In the latest development in the Odebrecht scandal, Latin America's corporate corruption scandal, a public prosecutor has opened a criminal probe into Peru's former presidential candidate Keiko Fujimori, implicating her in laundering money in the Odebrecht case.
Attorney General Pablo Sanchez said Monday that a note found on the mobile phone of the former president of the Brazilian construction company, Marcelo Odebrecht, implicates Fujimori.
The note, confiscated by Brazilian authorities, includes the phrase, "Raise Keiko to 500 and pay her a visit." Sanchez said that was enough proof to probe further.
The prosecutor's office had earlier said that Marcelo Odebrecht asked the director of his company in Peru, Jorge Barata, to increase support for Keiko Fujimori's 2011 presidential campaign.
The region's largest construction conglomerate came to the spotlight when dozens of its executives confessed to bribing state and corporate actors for receiving construction contracts in at least 10 Latin American countries, including Colombia, Argentina, Ecuador, Peru and Venezuela.
The construction company is said to have doled a staggering US$800 million in bribes to several organizations and individuals between 2001 and 2016.
Defending herself, Fujimori said on Twitter Tuesday, "I say this for the umpteenth time: neither the Popular Force nor I have received money from Odebrecht."
The twice-defeated right-wing presidential candidate said she has "always collaborated with all the investigations and this will not be the exception" and that the investigation would prove her innocence and "will confirm that Odebrecht did not give us money."

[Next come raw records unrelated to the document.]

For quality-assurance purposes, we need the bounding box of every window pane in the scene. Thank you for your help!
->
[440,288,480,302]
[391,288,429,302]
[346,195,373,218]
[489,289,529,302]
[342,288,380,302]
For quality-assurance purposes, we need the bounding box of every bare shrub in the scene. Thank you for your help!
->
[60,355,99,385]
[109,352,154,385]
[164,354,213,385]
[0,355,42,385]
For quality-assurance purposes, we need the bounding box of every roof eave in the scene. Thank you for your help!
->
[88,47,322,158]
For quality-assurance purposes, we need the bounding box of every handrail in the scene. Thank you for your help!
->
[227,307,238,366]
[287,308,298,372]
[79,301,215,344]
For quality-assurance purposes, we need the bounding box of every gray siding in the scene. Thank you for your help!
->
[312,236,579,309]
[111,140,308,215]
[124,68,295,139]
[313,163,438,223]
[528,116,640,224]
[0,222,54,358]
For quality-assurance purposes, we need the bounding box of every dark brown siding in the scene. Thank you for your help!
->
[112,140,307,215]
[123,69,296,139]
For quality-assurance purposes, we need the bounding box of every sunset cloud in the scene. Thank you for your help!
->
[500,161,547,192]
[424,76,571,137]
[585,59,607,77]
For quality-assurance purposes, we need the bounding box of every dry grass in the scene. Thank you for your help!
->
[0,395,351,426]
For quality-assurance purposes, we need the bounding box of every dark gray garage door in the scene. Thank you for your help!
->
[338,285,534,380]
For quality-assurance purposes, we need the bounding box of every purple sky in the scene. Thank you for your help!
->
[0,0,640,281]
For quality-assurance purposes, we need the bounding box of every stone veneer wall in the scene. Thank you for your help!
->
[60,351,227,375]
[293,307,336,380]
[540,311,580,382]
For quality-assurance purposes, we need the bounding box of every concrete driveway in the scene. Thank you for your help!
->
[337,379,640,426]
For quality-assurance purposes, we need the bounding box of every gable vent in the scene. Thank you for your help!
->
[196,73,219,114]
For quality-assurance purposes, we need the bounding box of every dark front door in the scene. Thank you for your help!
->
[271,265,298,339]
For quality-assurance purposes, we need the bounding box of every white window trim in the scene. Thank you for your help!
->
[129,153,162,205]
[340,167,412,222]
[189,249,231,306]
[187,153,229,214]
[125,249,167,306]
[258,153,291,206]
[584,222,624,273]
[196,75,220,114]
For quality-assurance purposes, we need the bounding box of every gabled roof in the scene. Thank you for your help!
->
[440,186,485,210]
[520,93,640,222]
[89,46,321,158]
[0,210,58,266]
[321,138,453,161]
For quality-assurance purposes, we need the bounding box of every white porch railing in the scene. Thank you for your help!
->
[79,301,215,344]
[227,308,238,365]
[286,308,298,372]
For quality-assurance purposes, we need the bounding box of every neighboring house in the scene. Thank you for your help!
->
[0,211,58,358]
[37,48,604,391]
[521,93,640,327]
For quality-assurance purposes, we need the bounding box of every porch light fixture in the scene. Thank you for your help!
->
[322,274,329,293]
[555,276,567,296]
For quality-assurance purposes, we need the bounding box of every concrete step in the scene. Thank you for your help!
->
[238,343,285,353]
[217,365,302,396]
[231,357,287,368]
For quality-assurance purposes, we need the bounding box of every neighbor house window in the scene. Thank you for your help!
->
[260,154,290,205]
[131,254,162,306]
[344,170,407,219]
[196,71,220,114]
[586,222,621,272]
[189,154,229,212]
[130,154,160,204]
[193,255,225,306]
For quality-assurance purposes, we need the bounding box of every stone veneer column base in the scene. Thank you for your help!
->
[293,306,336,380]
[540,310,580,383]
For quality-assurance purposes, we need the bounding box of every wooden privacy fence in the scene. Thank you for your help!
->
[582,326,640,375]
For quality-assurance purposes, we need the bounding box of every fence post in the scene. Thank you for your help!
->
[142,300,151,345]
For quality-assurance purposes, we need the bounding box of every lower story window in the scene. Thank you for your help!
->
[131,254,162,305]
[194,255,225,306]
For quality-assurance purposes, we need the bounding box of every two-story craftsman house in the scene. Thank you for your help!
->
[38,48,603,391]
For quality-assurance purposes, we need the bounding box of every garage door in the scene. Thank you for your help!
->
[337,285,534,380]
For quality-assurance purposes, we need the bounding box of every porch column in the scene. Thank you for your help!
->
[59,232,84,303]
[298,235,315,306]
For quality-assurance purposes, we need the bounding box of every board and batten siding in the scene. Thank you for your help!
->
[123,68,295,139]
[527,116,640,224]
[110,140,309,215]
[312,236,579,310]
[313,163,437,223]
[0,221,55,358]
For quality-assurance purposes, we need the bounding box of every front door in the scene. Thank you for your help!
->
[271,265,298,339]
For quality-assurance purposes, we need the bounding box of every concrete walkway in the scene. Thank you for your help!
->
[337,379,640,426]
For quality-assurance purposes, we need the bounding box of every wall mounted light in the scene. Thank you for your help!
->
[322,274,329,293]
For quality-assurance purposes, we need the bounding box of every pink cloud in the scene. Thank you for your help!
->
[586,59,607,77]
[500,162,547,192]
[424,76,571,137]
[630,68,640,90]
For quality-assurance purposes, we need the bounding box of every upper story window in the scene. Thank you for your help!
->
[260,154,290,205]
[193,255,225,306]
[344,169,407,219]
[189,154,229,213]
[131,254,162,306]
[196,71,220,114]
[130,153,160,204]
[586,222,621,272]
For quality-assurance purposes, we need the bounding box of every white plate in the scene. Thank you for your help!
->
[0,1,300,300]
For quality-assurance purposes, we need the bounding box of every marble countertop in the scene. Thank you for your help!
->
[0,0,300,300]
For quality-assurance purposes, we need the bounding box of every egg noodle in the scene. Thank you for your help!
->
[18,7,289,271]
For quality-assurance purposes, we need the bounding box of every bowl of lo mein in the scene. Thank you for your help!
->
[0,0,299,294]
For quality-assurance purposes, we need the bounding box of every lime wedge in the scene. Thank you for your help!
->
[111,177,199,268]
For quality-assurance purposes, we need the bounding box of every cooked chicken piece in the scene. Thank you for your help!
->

Fujimori, the daughter of the jailed Peruvian dictator Alberto Fujimori, is already facing a corruption probe from February for her alleged involvement in money laundering in a business deal.
In an audiotape recording given to the DEA by a U.S.-based Peruvian pilot, Jesus Francisco Vasquez, former Congressman Joaquin Ramirez also one of the financiers of Fujimori's campaign is heard saying that Fujimori gave him US$15 million which he laundered in his businesses.
In Peru, the Odebrecht case focuses on tracing the US$29 million that the Brazilian company admitted in U.S. court that it had paid in bribes to Peruvian officials in exchange for awarding million-dollar projects between 2005 and 2014.